Archiviata la pesante e tanto discussa sconfitta contro la Sampdoria, il Lecce di Fabio Liverani, oggi, se la vedrà con il Sassuolo di Roberto De Zerbi, compagine che naviga stabilmente a centro classifica e che, forte delle 12 lunghezze sulla zona retrocessione, in questo nuovo avvio di campionato, ha regalato gare spettacolari e pirotecniche, portando a casa due pareggi, una sconfitta, ed uno splendido successo ottenuto tre giorni al Franchi di Firenze. I gol messi a segno da Berardi e compagni in queste quattro apparizioni sono ben dieci, con la difesa però che ne ha incassati addirittura undici.

Messa da parte la pesante sconfitta all’esordio contro l’Atalanta, la banda De Zerbi, dopo due ottime prestazioni, fatte di gioco e tanta qualità, è riuscita a conquistare due pareggi spettacolari contro Inter prima e Verona poi, con entrambi i match conclusi con il punteggio di 3-3, a dimostrazione di una fase offensiva e propositiva anche per via di un reparto avanzato colmo di qualità. Nel 4-2-3-1 del tecnico ex Palermo e Foggia, in linea mediana si interscambiano spesso due tra Locatelli, Obiang, Magnanelli e Bourabia, formando un mix perfetto di quantità e qualità. Davanti De Zerbi può contare su un reparto offensivo di ottimo livello, composto da elementi come Ciccio Caputo autore di ben 14 gol stagionali, spesso sostenuto dal trio Boga, Berardi, Djuricic, ai quali spesso subentra l’eroe di Firenze Gregoire Defrel, autore mercoledì di una pesantissima doppietta.
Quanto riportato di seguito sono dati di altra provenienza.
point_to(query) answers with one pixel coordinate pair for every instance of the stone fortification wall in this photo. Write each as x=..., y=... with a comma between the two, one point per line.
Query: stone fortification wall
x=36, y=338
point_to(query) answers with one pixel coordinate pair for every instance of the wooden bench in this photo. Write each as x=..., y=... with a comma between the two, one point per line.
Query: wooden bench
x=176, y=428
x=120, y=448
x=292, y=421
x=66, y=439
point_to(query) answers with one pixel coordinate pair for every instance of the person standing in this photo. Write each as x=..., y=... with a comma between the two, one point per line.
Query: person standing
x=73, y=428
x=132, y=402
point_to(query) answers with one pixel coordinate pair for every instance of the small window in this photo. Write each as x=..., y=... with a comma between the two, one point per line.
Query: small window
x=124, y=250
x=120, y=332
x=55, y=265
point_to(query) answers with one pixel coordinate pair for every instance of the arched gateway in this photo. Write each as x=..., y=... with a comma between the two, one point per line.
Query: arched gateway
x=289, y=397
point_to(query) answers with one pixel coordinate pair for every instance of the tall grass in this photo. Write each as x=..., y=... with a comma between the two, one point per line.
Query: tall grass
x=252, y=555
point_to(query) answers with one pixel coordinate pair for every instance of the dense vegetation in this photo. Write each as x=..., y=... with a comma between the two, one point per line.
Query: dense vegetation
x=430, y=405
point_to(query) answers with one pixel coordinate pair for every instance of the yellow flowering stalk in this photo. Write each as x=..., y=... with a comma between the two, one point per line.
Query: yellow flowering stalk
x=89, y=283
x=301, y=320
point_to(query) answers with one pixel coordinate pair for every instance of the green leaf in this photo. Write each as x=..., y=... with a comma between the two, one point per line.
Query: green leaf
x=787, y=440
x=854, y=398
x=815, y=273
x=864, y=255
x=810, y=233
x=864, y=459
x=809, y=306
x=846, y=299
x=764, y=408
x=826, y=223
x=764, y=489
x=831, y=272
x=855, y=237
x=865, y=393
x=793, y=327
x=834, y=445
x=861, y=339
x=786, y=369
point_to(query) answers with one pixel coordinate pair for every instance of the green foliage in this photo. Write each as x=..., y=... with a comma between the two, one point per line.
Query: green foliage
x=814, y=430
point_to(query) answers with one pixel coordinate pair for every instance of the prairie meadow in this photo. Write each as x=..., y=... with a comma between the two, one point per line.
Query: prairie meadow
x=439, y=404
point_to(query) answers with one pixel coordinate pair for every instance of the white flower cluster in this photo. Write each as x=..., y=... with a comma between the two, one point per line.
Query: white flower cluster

Una squadra quindi quella neroverde, che arriverà a questo match, con la mente sgombra da qualsiasi pressione e vogliosa di continuare a divertirsi e stupire, a sostegno di un credo calcistico fatto di grande qualità e continuo sostegno alla manovra offensiva, da parte di un tecnico, che probabilmente nel giro di pochi anni  vedremo su panchine di alto livello.

I precedenti tra  Lecce e Sassuolo sono in totale tre, con il segno X che ha prevalso in tutte e tre le circostanze, compreso il match di andata, quando un guizzo di Berardi nel finale, negò la gioia della prima vittoria interna ai giallorossi. Quella di questa sera sarà la prima in terra emiliana nel massimo campionato.